I want to thank you Lorna for the LBL session I had with you in November 2009, It has helped me a lot. The deep grieving feeling I have had for years, which I thought came from losing my children to their father, has gone. This has allowed me to see the role I played as their mother in a more realistic way. I can see now that my fears of losing them, particularly my first born, was connected (either completely or partially) to a past life experience of having a baby die from illness, and my feelings of worthlessness and guilt associated with this. Even though the grieving has gone, the problems I have created for myself and my children because of the grieving are still there. This gives me new challenges to deal with, so I don’t feel instant relief, rather a lot more clarity about what I need to do….always learning!
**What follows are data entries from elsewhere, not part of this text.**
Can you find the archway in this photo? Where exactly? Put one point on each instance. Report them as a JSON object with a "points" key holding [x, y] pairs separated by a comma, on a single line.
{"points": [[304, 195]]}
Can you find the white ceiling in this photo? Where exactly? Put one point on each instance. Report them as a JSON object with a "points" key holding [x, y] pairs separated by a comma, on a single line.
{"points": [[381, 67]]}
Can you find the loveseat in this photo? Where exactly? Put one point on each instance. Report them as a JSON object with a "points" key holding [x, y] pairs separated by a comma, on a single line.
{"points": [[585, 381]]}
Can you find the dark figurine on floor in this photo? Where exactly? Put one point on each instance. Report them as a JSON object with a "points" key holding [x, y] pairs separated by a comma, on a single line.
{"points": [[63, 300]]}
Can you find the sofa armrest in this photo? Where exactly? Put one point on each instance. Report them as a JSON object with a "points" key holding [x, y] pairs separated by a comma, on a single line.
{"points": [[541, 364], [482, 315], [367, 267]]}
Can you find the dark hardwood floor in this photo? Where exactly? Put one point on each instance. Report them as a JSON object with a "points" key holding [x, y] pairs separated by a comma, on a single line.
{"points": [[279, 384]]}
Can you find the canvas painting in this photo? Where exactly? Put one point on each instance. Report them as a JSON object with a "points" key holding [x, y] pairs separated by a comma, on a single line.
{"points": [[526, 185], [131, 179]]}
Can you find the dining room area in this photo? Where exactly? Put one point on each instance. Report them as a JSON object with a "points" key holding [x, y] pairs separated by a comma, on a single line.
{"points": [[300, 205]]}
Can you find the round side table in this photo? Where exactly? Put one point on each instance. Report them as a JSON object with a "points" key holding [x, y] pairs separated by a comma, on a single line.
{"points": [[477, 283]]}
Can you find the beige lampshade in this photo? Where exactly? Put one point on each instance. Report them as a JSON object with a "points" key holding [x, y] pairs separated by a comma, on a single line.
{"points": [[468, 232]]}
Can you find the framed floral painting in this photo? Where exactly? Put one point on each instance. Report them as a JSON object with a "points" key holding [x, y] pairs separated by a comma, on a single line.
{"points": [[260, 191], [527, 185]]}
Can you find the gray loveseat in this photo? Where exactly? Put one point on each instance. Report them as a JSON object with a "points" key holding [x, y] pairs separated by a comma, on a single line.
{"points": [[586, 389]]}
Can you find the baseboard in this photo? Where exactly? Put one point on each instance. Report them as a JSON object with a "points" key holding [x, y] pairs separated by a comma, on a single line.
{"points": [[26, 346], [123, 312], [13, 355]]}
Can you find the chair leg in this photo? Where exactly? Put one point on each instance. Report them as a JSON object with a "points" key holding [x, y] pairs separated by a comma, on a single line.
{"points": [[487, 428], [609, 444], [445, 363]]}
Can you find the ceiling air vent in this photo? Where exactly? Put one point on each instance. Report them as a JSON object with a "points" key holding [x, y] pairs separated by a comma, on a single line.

At present, I don’t feel the need to fix up the past. Instead, I am coming to terms with the damage done. It is a relief to be able to accept it, rather than constantly going “back” to work out what went wrong. The benefits from the LBL session has been extremely helpful to me. Other interesting benefits have been that I am more aware of how I am influenced by what I think other people think about me. I am gradually learning to stop this way of thinking because of my new awareness, and feel more confident and stronger in my own beliefs.
I was on anti-depressants for a couple of years and am now weaning myself off them, with good results. I feel like I have more energy and feelings, but at the same time have greater control over my feelings (something I struggled with before the LBL). Alison Brown, QLD.